Flavia de Luce - Mord im Gurkenbeet - Alan Bradley [Rezension]








Genre: Krimi
Seiten: 384
Verlag: Blanvalet
Ausgabe: ebook
Preis: 7,99 (DE)

Bewertung: 3,5 von 5 Eulen







Die 11-jährige Flavia ist ein ganz besonderes Kind. Sie ist äußerst intelligent und befasst sich am liebsten mit der Chemie. Als eines Tages eine Leiche in dem Gurkenbeet des Hauses ihrer Familie auftaucht, fällt der Verdacht schnell auf ihren Vater. Flavia ist besonders daran interessiert, den Fall selbst aufzuklären, um die Unschuld ihres Vaters zu beweisen. Aber auch die Tatsache, dass der Tote vergiftet wurde, ist für sie von großer Bedeutung, denn damit kennt sie sich aus. So beginnt sie nach Spuren zu suchen und entdeckt auch das ein oder andere Geheimnis, das bislang im Verborgenen blieb.



Buchtrailer:


 







 

Die Charaktere in diesem Buch sind ganz besonders.

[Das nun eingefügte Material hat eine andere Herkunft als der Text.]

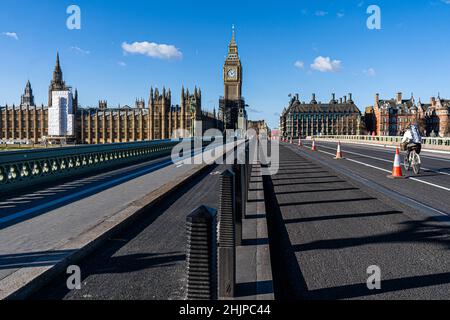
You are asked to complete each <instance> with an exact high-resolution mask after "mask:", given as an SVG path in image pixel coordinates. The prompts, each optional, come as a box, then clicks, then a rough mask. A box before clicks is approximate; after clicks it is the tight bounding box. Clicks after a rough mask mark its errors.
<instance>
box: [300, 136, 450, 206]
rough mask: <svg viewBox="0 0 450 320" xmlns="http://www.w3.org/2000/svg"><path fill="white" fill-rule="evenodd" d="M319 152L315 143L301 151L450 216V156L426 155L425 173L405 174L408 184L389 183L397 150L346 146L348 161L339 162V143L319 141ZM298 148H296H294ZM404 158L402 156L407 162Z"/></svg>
mask: <svg viewBox="0 0 450 320" xmlns="http://www.w3.org/2000/svg"><path fill="white" fill-rule="evenodd" d="M317 145H318V150H319V152H312V151H310V147H311V142H309V141H305V147H302V148H298V147H297V146H295V150H300V151H301V152H304V153H306V154H308V155H310V156H313V157H317V159H320V160H321V161H325V162H326V163H327V164H328V165H330V166H332V167H334V168H336V170H341V169H345V170H350V171H352V172H353V173H355V174H357V175H359V176H361V177H364V178H366V179H368V180H371V181H374V182H376V183H377V184H380V185H382V186H384V187H386V188H388V189H390V190H393V191H395V192H397V193H400V194H402V195H405V196H407V197H409V198H411V199H414V200H416V201H419V202H421V203H423V204H425V205H427V206H429V207H432V208H435V209H438V210H439V211H440V212H442V213H443V214H449V213H450V201H448V199H449V196H450V154H449V155H444V154H434V153H427V152H423V153H422V154H421V157H422V162H423V167H424V168H426V169H425V170H423V172H422V173H421V174H420V175H418V176H415V175H414V174H413V173H409V172H406V171H404V168H403V167H402V170H403V174H404V175H405V176H408V177H409V179H406V180H392V179H387V178H386V176H387V175H389V174H390V173H391V172H392V166H393V162H394V156H395V149H392V148H382V147H374V146H365V145H356V144H347V143H343V144H342V151H343V154H344V157H345V160H340V161H335V160H333V157H334V156H335V155H336V147H337V143H336V142H325V141H317ZM292 147H294V146H292ZM403 157H404V154H402V155H401V160H403Z"/></svg>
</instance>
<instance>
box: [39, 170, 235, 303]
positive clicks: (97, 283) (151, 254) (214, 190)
mask: <svg viewBox="0 0 450 320" xmlns="http://www.w3.org/2000/svg"><path fill="white" fill-rule="evenodd" d="M225 169H231V166H228V165H220V166H212V168H211V169H208V171H207V172H206V173H205V174H202V175H201V176H200V177H197V178H195V180H194V181H193V182H191V183H189V184H188V185H187V186H185V187H183V188H182V189H181V190H179V191H178V192H177V193H176V195H173V196H169V198H168V199H167V200H165V201H164V204H163V205H161V206H158V207H155V208H152V209H151V210H150V211H149V212H148V213H146V216H145V218H143V219H139V221H136V223H134V224H133V225H132V226H131V227H130V228H129V229H128V230H126V231H124V232H121V233H120V234H119V235H118V236H117V237H116V239H110V240H109V241H108V242H106V243H105V244H104V245H102V246H101V247H100V248H98V249H97V250H96V251H95V252H93V253H92V254H91V255H89V256H88V257H86V258H85V259H83V261H81V263H79V266H80V268H81V271H82V276H83V284H82V289H81V290H73V291H68V290H67V287H66V280H67V276H65V275H63V276H61V277H58V278H56V279H55V280H54V281H52V282H50V283H49V284H48V285H47V286H46V287H45V288H43V289H42V290H40V291H39V292H37V293H36V294H35V295H34V296H32V297H31V299H36V300H43V299H46V300H47V299H52V300H53V299H58V300H59V299H65V300H90V299H93V300H98V299H99V300H117V299H119V300H132V299H136V300H167V299H169V300H173V299H183V298H184V295H185V294H186V283H185V281H186V278H185V276H186V266H185V258H186V257H185V251H186V217H187V215H188V214H189V213H191V212H192V211H193V210H194V209H196V208H197V207H199V206H200V205H206V206H209V207H212V208H216V209H217V208H218V200H219V198H218V194H219V187H220V186H219V177H220V176H219V175H220V173H221V172H223V171H224V170H225Z"/></svg>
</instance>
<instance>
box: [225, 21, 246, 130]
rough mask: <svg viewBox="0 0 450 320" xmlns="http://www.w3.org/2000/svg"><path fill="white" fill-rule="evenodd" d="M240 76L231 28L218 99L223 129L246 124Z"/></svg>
mask: <svg viewBox="0 0 450 320" xmlns="http://www.w3.org/2000/svg"><path fill="white" fill-rule="evenodd" d="M242 78H243V70H242V64H241V60H240V58H239V53H238V46H237V44H236V38H235V33H234V28H233V34H232V37H231V42H230V44H229V45H228V55H227V58H226V60H225V64H224V66H223V81H224V96H223V97H221V98H220V100H219V108H220V120H221V121H222V123H223V129H225V130H227V129H230V130H236V129H242V130H245V129H246V126H247V111H246V110H245V100H244V98H243V97H242Z"/></svg>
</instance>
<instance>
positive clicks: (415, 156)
mask: <svg viewBox="0 0 450 320" xmlns="http://www.w3.org/2000/svg"><path fill="white" fill-rule="evenodd" d="M412 168H413V171H414V173H415V174H419V173H420V157H419V155H418V154H417V153H415V152H414V153H413V155H412Z"/></svg>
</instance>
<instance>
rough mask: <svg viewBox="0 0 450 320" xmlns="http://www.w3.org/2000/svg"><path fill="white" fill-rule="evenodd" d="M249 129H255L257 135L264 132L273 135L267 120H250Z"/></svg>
mask: <svg viewBox="0 0 450 320" xmlns="http://www.w3.org/2000/svg"><path fill="white" fill-rule="evenodd" d="M247 129H249V130H250V129H253V130H255V131H256V133H257V134H259V133H260V132H264V133H265V134H267V135H269V136H270V135H271V131H270V128H269V126H268V125H267V122H266V121H265V120H255V121H252V120H248V122H247Z"/></svg>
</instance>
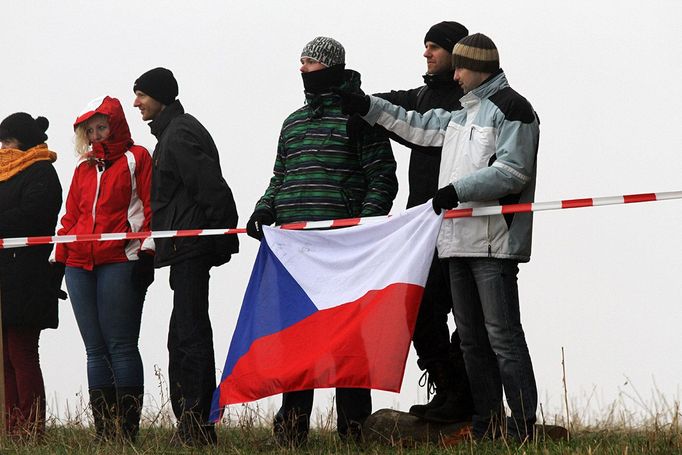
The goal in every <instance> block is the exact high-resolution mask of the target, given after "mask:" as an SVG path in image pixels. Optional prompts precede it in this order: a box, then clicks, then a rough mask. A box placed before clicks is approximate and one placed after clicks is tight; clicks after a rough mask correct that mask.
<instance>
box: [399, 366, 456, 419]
mask: <svg viewBox="0 0 682 455" xmlns="http://www.w3.org/2000/svg"><path fill="white" fill-rule="evenodd" d="M422 378H423V379H420V385H423V384H422V381H424V382H425V383H426V397H427V398H426V399H427V400H428V399H429V398H430V396H431V394H433V398H432V399H431V400H430V401H429V402H428V403H426V404H415V405H413V406H412V407H411V408H410V411H409V413H410V414H412V415H413V416H416V417H420V418H422V419H423V418H424V417H425V416H426V413H427V412H428V411H430V410H432V409H436V408H439V407H441V406H443V405H444V404H445V402H446V401H447V397H448V389H447V386H446V383H447V380H446V378H445V365H444V364H443V363H442V362H437V363H433V364H431V365H430V366H429V367H427V368H426V370H425V371H424V374H423V375H422Z"/></svg>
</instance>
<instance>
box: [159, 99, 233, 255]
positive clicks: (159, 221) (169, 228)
mask: <svg viewBox="0 0 682 455" xmlns="http://www.w3.org/2000/svg"><path fill="white" fill-rule="evenodd" d="M149 126H150V128H151V131H152V134H153V135H154V136H156V138H157V139H158V143H157V144H156V147H155V148H154V154H153V156H152V161H153V168H152V191H151V206H152V229H153V230H154V231H159V230H184V229H214V228H225V229H227V228H234V227H236V226H237V208H236V205H235V202H234V198H233V196H232V190H230V187H229V186H228V185H227V183H226V182H225V179H224V178H223V176H222V172H221V169H220V159H219V156H218V149H217V148H216V145H215V143H214V142H213V138H212V137H211V135H210V134H209V132H208V131H207V130H206V128H204V126H203V125H202V124H201V123H199V121H198V120H197V119H195V118H194V117H192V116H191V115H189V114H186V113H185V110H184V108H183V107H182V104H180V101H178V100H176V101H174V102H173V103H172V104H170V105H168V106H166V108H165V109H164V110H163V111H161V113H160V114H159V116H158V117H157V118H156V119H155V120H154V121H153V122H151V123H150V125H149ZM155 244H156V255H155V265H156V267H164V266H166V265H170V264H175V263H178V262H180V261H184V260H186V259H189V258H192V257H197V256H200V255H210V256H211V257H212V260H211V261H212V263H213V265H220V264H223V263H225V262H227V261H229V260H230V256H231V255H232V254H234V253H237V252H238V251H239V240H238V239H237V236H236V235H217V236H203V237H198V236H195V237H173V238H165V239H155Z"/></svg>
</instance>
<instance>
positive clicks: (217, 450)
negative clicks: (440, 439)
mask: <svg viewBox="0 0 682 455" xmlns="http://www.w3.org/2000/svg"><path fill="white" fill-rule="evenodd" d="M79 409H80V408H79ZM82 409H85V408H82ZM650 412H653V411H651V410H648V409H647V410H646V411H645V414H646V413H650ZM332 414H333V413H331V412H330V413H329V415H328V416H325V417H321V418H320V419H319V421H318V422H316V424H315V427H316V429H315V430H314V431H313V432H312V433H311V435H310V438H309V441H308V443H307V444H306V445H305V446H304V447H301V448H298V449H293V448H287V447H280V446H278V445H277V444H276V443H275V442H274V440H273V438H272V435H271V431H270V422H271V417H272V416H271V415H266V414H265V413H263V412H261V410H259V409H258V407H253V406H249V405H243V406H237V407H232V408H231V409H230V410H229V412H228V413H226V416H225V418H224V419H223V422H222V424H221V425H219V426H218V428H217V429H218V445H217V446H216V447H210V448H199V449H197V448H191V447H184V446H177V445H173V444H172V443H171V437H172V435H173V426H172V418H171V417H170V414H169V412H168V410H167V407H166V406H164V407H163V410H162V411H159V412H156V413H154V414H150V413H149V411H148V410H146V411H145V416H144V419H143V428H142V430H141V432H140V436H139V438H138V441H137V442H136V443H135V444H134V445H133V444H124V443H112V442H109V443H98V442H96V441H95V438H94V430H93V429H92V428H91V426H90V425H89V414H88V413H87V412H86V411H84V410H80V411H79V412H77V413H75V414H74V415H73V416H72V417H70V418H69V419H68V420H64V421H57V420H56V419H54V418H53V419H51V420H50V421H49V422H48V425H47V431H46V434H45V435H44V436H43V437H42V438H40V439H39V440H38V439H36V438H31V437H29V438H27V439H26V440H24V441H15V440H10V439H5V440H0V453H2V454H9V453H16V454H95V453H96V454H104V455H106V454H112V455H113V454H157V453H164V454H166V453H167V454H190V453H191V454H195V453H196V454H213V453H215V454H218V453H220V454H253V453H255V454H267V453H281V454H298V453H301V454H303V453H305V454H354V453H361V454H363V455H365V454H366V455H370V454H388V453H390V454H405V455H412V454H414V455H427V454H429V455H430V454H484V455H485V454H490V455H493V454H495V455H497V454H524V455H526V454H528V455H531V454H538V455H540V454H542V455H550V454H566V455H568V454H571V455H572V454H614V455H615V454H623V455H625V454H627V455H631V454H661V455H663V454H665V455H669V454H682V425H681V424H680V423H681V422H680V408H679V403H674V404H673V406H672V407H670V408H666V409H665V410H661V409H659V410H658V413H657V414H650V415H649V416H648V417H647V419H646V420H641V419H639V418H638V419H639V420H637V419H635V417H634V414H633V413H632V412H631V411H627V410H626V409H623V406H622V404H619V403H614V404H613V405H612V406H611V407H609V409H607V413H606V415H605V416H604V417H603V418H602V419H601V420H600V421H595V422H592V423H590V424H587V425H586V424H584V423H583V419H584V417H583V416H580V415H573V416H571V424H570V429H571V435H570V438H569V439H568V440H559V441H553V440H549V439H546V438H542V437H538V438H536V439H535V440H534V441H531V442H526V443H523V444H520V443H518V442H514V441H510V440H504V439H499V440H496V441H485V442H475V441H464V442H462V443H460V444H458V445H455V446H445V445H443V444H442V443H436V444H421V445H415V444H411V445H410V444H405V445H402V444H400V441H396V442H397V443H396V444H395V445H394V446H389V445H382V444H377V443H372V444H365V445H363V446H356V445H355V444H354V443H346V442H343V441H341V440H340V439H339V438H338V437H337V435H336V432H335V431H334V428H333V426H332V422H333V421H334V418H333V415H332ZM635 420H636V425H633V424H632V422H635ZM554 421H556V423H559V424H561V423H562V422H561V417H558V416H557V417H556V418H555V419H554ZM554 421H553V422H552V423H555V422H554Z"/></svg>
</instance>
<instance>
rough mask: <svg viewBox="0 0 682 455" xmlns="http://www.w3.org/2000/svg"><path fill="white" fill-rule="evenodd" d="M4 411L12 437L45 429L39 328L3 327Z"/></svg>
mask: <svg viewBox="0 0 682 455" xmlns="http://www.w3.org/2000/svg"><path fill="white" fill-rule="evenodd" d="M2 330H3V337H2V338H3V340H2V341H3V348H4V349H3V351H4V352H3V355H4V364H5V412H6V415H7V416H9V418H8V419H7V428H8V430H9V431H10V433H14V434H42V433H43V432H44V430H45V386H44V383H43V373H42V371H41V369H40V358H39V355H38V339H39V338H40V329H35V328H28V327H3V329H2Z"/></svg>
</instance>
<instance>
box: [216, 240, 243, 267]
mask: <svg viewBox="0 0 682 455" xmlns="http://www.w3.org/2000/svg"><path fill="white" fill-rule="evenodd" d="M213 247H214V248H215V249H214V252H213V266H214V267H218V266H220V265H223V264H225V263H227V262H230V259H232V255H233V254H234V253H238V252H239V239H238V238H237V235H236V234H227V235H214V236H213Z"/></svg>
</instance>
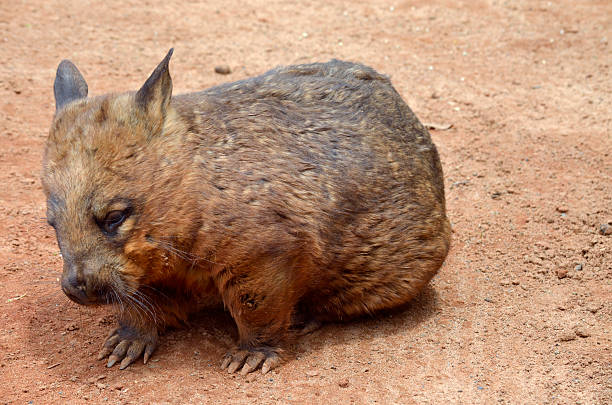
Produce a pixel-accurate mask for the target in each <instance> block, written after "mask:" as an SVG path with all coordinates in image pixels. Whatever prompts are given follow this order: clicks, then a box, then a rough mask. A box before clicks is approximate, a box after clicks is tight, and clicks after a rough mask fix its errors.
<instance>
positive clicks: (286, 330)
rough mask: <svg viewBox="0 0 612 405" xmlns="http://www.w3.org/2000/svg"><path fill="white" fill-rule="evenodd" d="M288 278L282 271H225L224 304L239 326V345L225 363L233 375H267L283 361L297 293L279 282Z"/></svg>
mask: <svg viewBox="0 0 612 405" xmlns="http://www.w3.org/2000/svg"><path fill="white" fill-rule="evenodd" d="M285 276H287V280H290V279H291V277H290V276H289V275H288V274H287V273H285V272H284V270H282V269H278V268H269V267H268V268H266V266H262V267H259V268H258V269H252V268H251V269H241V270H239V271H236V272H233V271H231V270H225V269H224V270H223V271H222V272H221V273H220V275H219V278H218V282H219V284H218V286H219V290H220V291H221V293H222V296H223V302H224V303H225V305H226V307H227V308H228V309H229V310H230V312H231V314H232V317H233V318H234V321H236V325H237V326H238V333H239V341H238V346H237V348H236V349H234V350H232V351H230V352H229V353H228V354H227V355H226V356H225V357H224V359H223V361H222V363H221V368H222V369H227V370H228V372H230V373H233V372H235V371H237V370H239V369H240V372H241V374H248V373H250V372H252V371H255V370H256V369H258V368H261V371H262V373H264V374H265V373H267V372H268V371H270V370H271V369H273V368H275V367H277V366H278V365H279V364H280V363H281V361H282V353H283V351H284V350H283V348H282V346H283V345H284V344H285V343H286V342H285V341H286V339H287V335H288V329H289V326H290V324H291V314H292V312H293V309H294V306H295V303H296V301H297V298H296V291H297V290H298V289H294V288H291V286H290V285H288V284H289V283H287V284H285V283H283V282H280V281H279V280H280V279H282V278H284V277H285Z"/></svg>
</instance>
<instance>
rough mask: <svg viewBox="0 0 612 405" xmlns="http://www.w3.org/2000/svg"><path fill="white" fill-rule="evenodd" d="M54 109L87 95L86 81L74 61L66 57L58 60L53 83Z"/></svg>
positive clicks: (83, 97)
mask: <svg viewBox="0 0 612 405" xmlns="http://www.w3.org/2000/svg"><path fill="white" fill-rule="evenodd" d="M53 93H54V94H55V111H56V112H57V111H59V110H60V108H62V107H63V106H65V105H66V104H68V103H70V102H71V101H74V100H78V99H80V98H84V97H87V83H86V82H85V79H83V76H82V75H81V72H79V69H77V68H76V66H74V63H72V62H70V61H69V60H67V59H64V60H63V61H61V62H60V64H59V66H58V67H57V73H56V75H55V82H54V83H53Z"/></svg>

Vor allem die Protagonistin Flavia lernen wir als aufgeschlossenes, kluges, aber auch vorlautes junges Mädchen kennen. Man muss sich erstmal an ihre Art gewöhnen, da sie nicht wie andere 11-Jährige ist. Aber ich fand sie, nach ein paar Seiten Eingewöhnung, eigentlich sehr witzig und vor allem einzigartig. Auch ihre beiden Schwestern, zu denen Flavia eher eine Hass-Liebe aufgebaut hat, waren als Nebencharaktere wirklich gelungen. Ihr Vater war allerdings sehr verschlossen und die beiden haben merklich Probleme damit, sich zu unterhalten.

Die Geschichte hatte für mich ein paar kleine Schwächen. Zuerst lernt man Flavia und ihre Familie ein klein wenig kennen und danach geht auch gleich das Aufspüren von Beweisen los. Ich fand, dass es in der Mitte des Buches leider ein paar Längen gab. Ich habe mich zwar nicht gelangweilt, da Flavia die Geschichte wirklich anders erzählt, als man es für gewöhnlich liest, aber mir hat im Mittelteil ein bisschen Spannung gefehlt. Den Schluss fand ich dann allerdings wieder sehr gelungen. 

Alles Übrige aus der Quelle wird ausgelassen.